Madrid nunca se agota: siempre hay rincones que descubrir, y promesas de nostalgia que soslayar. En estos últimos años lo hemos visitado varias veces, y siempre queda el espejismo en la distancia del oasis realmente existente. Rompeolas de las Españas, como dijeron, y del espacio-tiempo, Madrid te lanza redes que te dejan escapar en el acto para hacerte aún más cautivo de su esquivo encanto. Tras el amargo desencanto de un sábado por la mañana, visité varias librerias de viejo cuyas puertas se me mostraron obstinadamente cerradas en otras ocasiones, y alguna que encontré de paso. Es raro el libro que compro ya de actualidad (hicimos en esta ocasión una visita más exhaustiva del rastro). Cómo me gustaría desmontar esas pilas de libros o explorar el fondo de los anaqueles, pero el factor tiempo siempre es determinante, y ese mismo tiempo que sería necesario para leer todos esos libros maravillosos, otras tantas mortajas futuras con las que envolverse, es el que empieza a contar los dedos delante de mis narices.
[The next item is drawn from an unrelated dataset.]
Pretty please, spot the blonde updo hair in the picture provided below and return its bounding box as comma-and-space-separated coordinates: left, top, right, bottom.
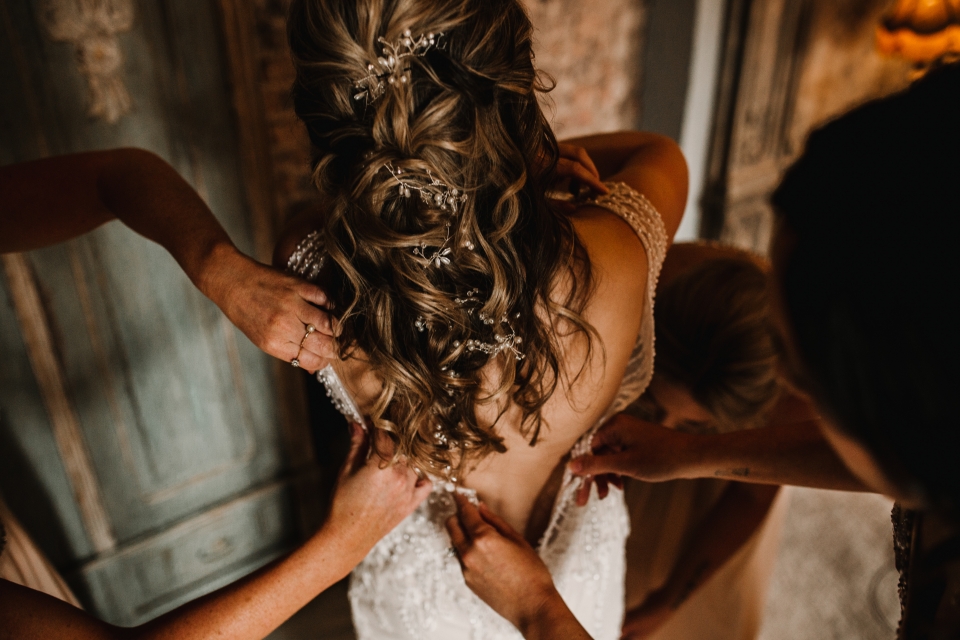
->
653, 258, 782, 431
288, 0, 594, 477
Estuvimos en el Museo Thyssen (en noviembre pasado visitamos ese maravilloso espacio cerrado que es el Museo Cerralbo, que también se nos resistía) para ver la exposición de Balthus y la parte de la general que no vimos la última vez, ansioso por ver a los modernistas alemanes que alberga tal pinacoteca, y no pude menos que admirarme ante el fondo antiguo de dicha pinacoteca. Balthus es un pintor de técnica depurada y enigmática, transido a la par de clasicismo y de influencia surrealista, alimentada de sus propios fantasmas, donde forman curiosa alianza la pasión por la belleza y un perverso escrutinio psicológico (sus admirables retratos de niñas de labios fruncidos, ensimismadas en sus mundos de afanes sobredimensionados). Al ver cuadros de Ghirlandaio, Bellini, Cranach, Durero, Holbein, sus rosadas bellezas femeninas, entendí que en sus cuadros de desnudos adolescentes, en parte irónicamente alegóricos, Balthus rendía homenaje a tantas Venus y Evas del pasado, a despecho del escándalo del neopuritanismo del nuevo feminismo socialdemócrata.
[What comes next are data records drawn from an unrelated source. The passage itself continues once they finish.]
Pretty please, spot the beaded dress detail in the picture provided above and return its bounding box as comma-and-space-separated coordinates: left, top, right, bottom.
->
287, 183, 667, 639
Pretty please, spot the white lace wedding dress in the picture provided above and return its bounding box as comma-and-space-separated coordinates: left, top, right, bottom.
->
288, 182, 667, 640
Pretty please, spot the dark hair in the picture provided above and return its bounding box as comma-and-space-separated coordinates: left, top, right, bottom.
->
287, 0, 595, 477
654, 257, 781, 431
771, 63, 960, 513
De paseo, cansados por las grandes diferencias de temperatura y de la emoción de reencontrar viejos amigos de Cádiz, Robinsones de la Meseta, caímos en el café Gijón, donde nos llevó en el pasado nuestra querida amiga Aurora Pimentel, y allí encontré el rincón de una vieja foto de los cincuenta donde aparecen García Nieto y Torrente-Ballester entre otros. Cosas también de la nostalgia (en este caso de lo no vivido, la más peligrosa), y de la poesía.